All sorts of design innovation are likely for floating
offshore wind turbine platforms and pontoons, though spar buoys may well win out overall. There may
also be new recycling
options for old fiberglass
blades, and extra-light
& sustainable
textiles - lighter than fiberglass. There
are also infill options for on land wind farms. Small wind devices are less
efficient than large, tall machines, but smaller, lower, vertical axis devices
can supply useful power e.g. in-filling on the same site, they boost its output, although it may make the site look a bit more
cluttered.
Most machines are three bladed propeller-type designs,
but two bladed devices use (one third!) less material than 3 bladed designs.
However, they need to rotate faster to give the same output. There can also be
more asymmetric stress on the hub. A two bladed 6.2MW floating Seawind
project is planned off
Scotland next year, with more to come later.
Much more dramatically, Kite and aerofoil base airborne wind energy systems have been
pushed for some while, although Google /Alphabet has now pulled support for one
the leaders, Makani. This despite it having run a test flight of its 600 kW airborne wind generator in
Hawaii in 2018 and an offshore
test in 2019 off Norway.

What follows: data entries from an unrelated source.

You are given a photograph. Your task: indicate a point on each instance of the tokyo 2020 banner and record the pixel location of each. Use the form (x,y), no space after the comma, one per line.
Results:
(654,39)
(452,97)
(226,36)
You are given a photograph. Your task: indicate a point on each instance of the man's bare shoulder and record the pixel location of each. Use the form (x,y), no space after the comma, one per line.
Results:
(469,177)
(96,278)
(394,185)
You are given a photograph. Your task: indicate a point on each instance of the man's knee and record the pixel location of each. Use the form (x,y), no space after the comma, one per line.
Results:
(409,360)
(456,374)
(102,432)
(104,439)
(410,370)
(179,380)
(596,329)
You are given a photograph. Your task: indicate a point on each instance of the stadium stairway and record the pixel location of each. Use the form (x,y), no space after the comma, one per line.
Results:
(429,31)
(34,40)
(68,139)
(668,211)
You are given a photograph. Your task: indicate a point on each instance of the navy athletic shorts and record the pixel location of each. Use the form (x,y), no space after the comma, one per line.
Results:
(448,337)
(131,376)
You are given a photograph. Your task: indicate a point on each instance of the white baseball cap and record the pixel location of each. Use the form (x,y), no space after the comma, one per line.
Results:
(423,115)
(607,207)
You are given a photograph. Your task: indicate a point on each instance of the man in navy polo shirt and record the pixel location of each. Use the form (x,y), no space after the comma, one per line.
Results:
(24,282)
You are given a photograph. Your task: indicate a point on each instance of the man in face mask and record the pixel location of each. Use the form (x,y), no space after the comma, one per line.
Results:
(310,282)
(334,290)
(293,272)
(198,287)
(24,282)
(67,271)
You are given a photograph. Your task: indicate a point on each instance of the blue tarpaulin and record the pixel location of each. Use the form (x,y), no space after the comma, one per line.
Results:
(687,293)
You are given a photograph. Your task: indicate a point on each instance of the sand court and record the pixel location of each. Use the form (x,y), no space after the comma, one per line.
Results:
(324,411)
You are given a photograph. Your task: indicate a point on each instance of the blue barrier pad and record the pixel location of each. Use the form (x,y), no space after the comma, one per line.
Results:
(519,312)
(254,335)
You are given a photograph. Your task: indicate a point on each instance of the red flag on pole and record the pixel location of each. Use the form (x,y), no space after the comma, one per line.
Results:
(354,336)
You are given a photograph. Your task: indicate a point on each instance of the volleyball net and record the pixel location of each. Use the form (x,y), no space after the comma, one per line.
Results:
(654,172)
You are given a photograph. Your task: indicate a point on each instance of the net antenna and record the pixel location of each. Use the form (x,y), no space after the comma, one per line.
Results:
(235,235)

Flying turbines with airborne generators may be an eccentric idea, but
Shell is still looking at the Makani
system, and there are other are other variants, such as kites linked to generators on the ground, and ship towing kites, that may hold
promise. So it is maybe
premature to write an
obituary to the whole idea. And
the potential resource in the upper atmosphere is vast.
Wave and tidal power trail
behind
Still
struggling to get to scale and reduce costs, wave energy projects carry on around the
world, like Ecowave’s on shore
system at Gibraltar, and the Wave roller off Portugal. In the UK
there’s a Cor-Power Ocean ‘wave boost’ review,
seeking to upgrade efficiency. However, in general, in the marine renewable field, tidal
power is doing better with the UK-French Tiger consortium
backing a range of projects,
like the big Simec Atlantis/Meygen sea-bed mounted turbines, Orbital’s 2MW
floating unit and Minesto’s Tidal kite.
Overall global
wave and tidal stream energy production may still be small, but talking it up, Ocean Energy Systems' annual
report said that cumulative energy produced
from wave and tidal stream sources ‘surged
from less than 5GWh in 2009 to 45GWh in 2019’, a tenfold rise over the last decade. Of course, at
500MW or so including tidal barrages, wave and tidal are so far tiny compared
with hydro, at 1.2 GW globally, but given climate change, there may be operational
problems ahead for
hydro, as well as environmental and social impact issues for large hydro
projects, as my next post explores. By
contrast, wave and tidal stream projects seem likely to have fewer problems- if
their costs can be brought down, as has happened with wind and solar PV. Tidal
lagoons and small barrages may also be less invasive than large tidal barrages
or large hydro projects, and they might be able to provide some pumped storage
capacity. That could be important for grid balancing, if the expansion of large
hydro is constrained.
Green energy
The potential for
green power does look good, which is fortunate since we will need all the renewable
power we can get from wind, solar and marine sources, for direct electricity
use, but also for charging EV batteries, and for heating, if heat pumps are
widely adopted, as has been proposed. We will also need it for hydrogen
production. The role of direct green heat suppliers like biomass and solar and the
best balance between the use of green power directly or its use for hydrogen
production is still debated, and I’ll be coming back to that in the next but
one post – looking the the role of electric heat pumps, after I’ve looked at
hydro, which is still the largest single renewable energy source.